However, one must be cautious: maximizing the minimum could, if done naively, cause a degenerate solution where the model basically tailors itself only to that worst-off group and ignores others. That’s why often these approaches still consider a balance (and Rawls did allow that the difference principle operates under the constraint that others are not made worse than they need to be; it’s about improving the least advantaged as much as possible without making others worse off than is necessary). In an algorithmic sense, we might implement it as lexicographic: first ensure the worst-off’s outcome is maximized, then within that, maximize something else. Or simply optimize a weighted sum where the weight on the worst-off group is very high.
An example in content distribution might be: say an algorithm recommends educational opportunities. Rawlsian design might ensure that the kids in the lowest-performing schools get recommendations that boost their learning resources even if that means the kids in top schools get slightly less optimized suggestions—because the latter are already well-off educationally. So long as we don’t violate anyone’s rights or completely neglect the others, focusing on the bottom can be justified.
Critics of difference principle in AI might argue that it could lead to “biasing” the algorithm in favor of certain groups. For instance, some would call it unfair if a credit scoring AI was tuned to give disadvantaged minorities relatively better scores than their data alone would indicate, effectively redistributing credit. In law, this touches on debates about disparate impact and whether remediation is allowed. But Rawls provides a strong ethical counter: if that redistribution is the only way to ensure the financial system benefits those who have least, then it is justified—provided, of course, that no one’s fundamental rights are infringed (i.e., you’re not denying credit to others for arbitrary reasons, you’re just possibly accepting a tiny bit more default risk as a trade-off to extend opportunity).
To ground this in legal terms, affirmative action has always been controversial but Rawls’s theory supports it under conditions. In algorithms, an analog might be “affirmative algorithms” that actively seek to uplift marginalized group outcomes. Indeed, the concept of algorithmic affirmative action has been discussed[50]. It might involve adding a constant boost for minority group predictions (some classifiers do that in thresholding), or oversampling those groups in training, or using group-specific models that are more finely tuned.
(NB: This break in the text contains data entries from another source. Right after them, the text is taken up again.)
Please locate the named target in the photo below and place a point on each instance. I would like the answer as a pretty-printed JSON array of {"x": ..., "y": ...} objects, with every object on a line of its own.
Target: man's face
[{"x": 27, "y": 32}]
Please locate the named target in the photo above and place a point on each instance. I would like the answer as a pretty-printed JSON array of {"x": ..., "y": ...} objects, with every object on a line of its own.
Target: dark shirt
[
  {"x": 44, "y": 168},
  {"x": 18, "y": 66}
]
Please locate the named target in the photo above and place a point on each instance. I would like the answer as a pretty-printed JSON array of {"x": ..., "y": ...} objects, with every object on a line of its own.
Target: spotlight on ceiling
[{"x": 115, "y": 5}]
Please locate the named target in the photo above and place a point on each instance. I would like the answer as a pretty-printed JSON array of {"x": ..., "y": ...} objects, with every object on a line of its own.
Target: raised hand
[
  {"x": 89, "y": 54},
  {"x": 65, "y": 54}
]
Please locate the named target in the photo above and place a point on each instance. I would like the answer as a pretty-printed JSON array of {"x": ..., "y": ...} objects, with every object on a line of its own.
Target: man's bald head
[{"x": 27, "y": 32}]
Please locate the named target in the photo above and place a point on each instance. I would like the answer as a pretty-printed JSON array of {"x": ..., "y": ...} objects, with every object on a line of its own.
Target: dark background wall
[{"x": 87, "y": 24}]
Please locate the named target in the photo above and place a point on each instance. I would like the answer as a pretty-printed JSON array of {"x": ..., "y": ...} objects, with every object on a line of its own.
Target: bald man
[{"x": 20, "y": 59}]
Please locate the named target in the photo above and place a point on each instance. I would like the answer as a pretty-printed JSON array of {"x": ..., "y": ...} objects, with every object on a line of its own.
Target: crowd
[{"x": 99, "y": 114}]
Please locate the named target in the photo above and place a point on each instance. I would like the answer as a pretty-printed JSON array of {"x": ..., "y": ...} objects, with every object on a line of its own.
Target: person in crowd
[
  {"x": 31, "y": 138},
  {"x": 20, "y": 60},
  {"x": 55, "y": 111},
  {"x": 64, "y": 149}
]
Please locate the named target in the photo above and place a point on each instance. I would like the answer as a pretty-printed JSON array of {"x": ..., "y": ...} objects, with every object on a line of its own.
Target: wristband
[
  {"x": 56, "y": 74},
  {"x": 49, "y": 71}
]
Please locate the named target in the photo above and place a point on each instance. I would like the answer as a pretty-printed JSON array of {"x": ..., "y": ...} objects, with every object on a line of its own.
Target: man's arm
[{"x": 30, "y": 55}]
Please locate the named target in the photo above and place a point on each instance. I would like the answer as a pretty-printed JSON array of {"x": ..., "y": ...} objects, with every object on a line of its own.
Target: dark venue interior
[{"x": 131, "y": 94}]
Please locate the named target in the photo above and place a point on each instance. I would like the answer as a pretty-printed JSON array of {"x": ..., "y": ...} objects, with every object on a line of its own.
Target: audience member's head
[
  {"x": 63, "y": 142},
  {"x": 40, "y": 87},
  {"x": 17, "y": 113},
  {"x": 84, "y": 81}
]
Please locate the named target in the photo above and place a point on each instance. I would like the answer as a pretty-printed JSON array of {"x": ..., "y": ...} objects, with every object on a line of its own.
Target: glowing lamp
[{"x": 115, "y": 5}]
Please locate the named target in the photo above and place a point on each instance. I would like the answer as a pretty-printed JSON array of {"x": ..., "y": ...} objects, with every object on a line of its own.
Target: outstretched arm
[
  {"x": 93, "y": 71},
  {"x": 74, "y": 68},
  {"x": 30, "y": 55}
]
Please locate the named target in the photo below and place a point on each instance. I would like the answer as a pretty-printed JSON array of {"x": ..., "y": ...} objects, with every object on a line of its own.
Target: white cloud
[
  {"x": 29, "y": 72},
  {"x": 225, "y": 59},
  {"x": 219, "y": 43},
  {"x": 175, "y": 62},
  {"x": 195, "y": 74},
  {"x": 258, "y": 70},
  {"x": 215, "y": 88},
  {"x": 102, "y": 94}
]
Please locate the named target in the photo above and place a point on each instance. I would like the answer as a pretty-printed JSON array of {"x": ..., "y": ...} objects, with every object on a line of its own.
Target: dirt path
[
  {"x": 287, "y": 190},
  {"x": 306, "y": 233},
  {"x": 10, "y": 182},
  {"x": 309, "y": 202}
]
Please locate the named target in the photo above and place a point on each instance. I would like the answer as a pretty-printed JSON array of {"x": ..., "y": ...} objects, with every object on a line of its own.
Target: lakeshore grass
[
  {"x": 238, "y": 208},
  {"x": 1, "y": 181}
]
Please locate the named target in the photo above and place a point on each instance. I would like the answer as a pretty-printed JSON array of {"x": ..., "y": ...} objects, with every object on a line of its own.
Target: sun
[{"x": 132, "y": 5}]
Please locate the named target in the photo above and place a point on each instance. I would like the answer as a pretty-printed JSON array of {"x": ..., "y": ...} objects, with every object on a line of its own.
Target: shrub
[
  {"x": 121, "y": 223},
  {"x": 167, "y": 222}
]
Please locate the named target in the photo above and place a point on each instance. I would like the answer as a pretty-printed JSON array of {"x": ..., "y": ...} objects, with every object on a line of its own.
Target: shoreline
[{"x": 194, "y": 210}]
These interventions can achieve something like the difference principle in effect.
We should also mention that Rawls’s difference principle is not simply making everyone equal. It allows inequality, but demands those at the bottom do as well as possible. For AI, this means we don’t necessarily have to force equal performance if it’s not possible or if doing so worsens the bottom line. For instance, consider an AI that allocates organ transplants. If we purely equalize some metric, we might do things like randomize regardless of need or outcome, which could reduce the total saved lives and possibly even hurt the worst-off (if they needed more resources or special consideration). A Rawlsian approach would instead ensure that policies are in place that those who are worst off (perhaps the sickest patients or those from poorer backgrounds) are benefiting as much as possible—perhaps via some priority scheme—while still maintaining efficiency. It’s a nuanced balance of equity and effectiveness.
Translating difference principle into a regulatory or design requirement might look like: “When evaluating an AI system’s impact, examine the outcomes for the most disadvantaged group and ensure that no alternative design (that doesn’t violate other principles) could improve their situation further.” This is a high bar and somewhat theoretical, but it encourages continuous improvement and not settling for an average-good outcome that masks a terrible result for a minority. In a sense, it’s a call to pay attention to the tails of distribution, not just the center.
By aligning NAS with the difference principle, we effectively instruct the NAS to search for architectures that give the best worst-case group performance. If two architectures have the same overall accuracy but one yields, say, 80% accuracy for both Group X and Y, while another yields 90% for Y but 50% for X, the Rawlsian NAS would prefer the 80-80 model over the 90-50 model. Traditional accuracy optimization might pick the latter because average accuracy (weighted by group proportion maybe) could be higher, but Rawlsian fairness rejects that as unjust. Notably, the Rawlsian choice also avoids egregious unfairness (the 50% group is clearly disadvantaged). So, in effect, it safeguards against one group being sacrificed.
To illustrate with numbers: imagine an algorithm for loan approvals. Group A historically has high incomes, Group B historically lower. A utilitarian algorithm might approve 90% of A and 30% of B (say mostly giving loans to A because they are safer bets), achieving perhaps a certain profit. A Rawlsian approach might find a model that approves say 70% of A and 50% of B, raising B’s approval significantly at the cost of a little more risk with A. If that means Group B’s communities get more investment and lift themselves out of poverty (the least advantaged are benefiting more), Rawls would favor that outcome. Over time, this could also reduce inequality. AI models could be part of such redistribution of opportunity—though it’s important this be done under guidance of policy, since companies on their own might not choose to do that without a mandate or incentive.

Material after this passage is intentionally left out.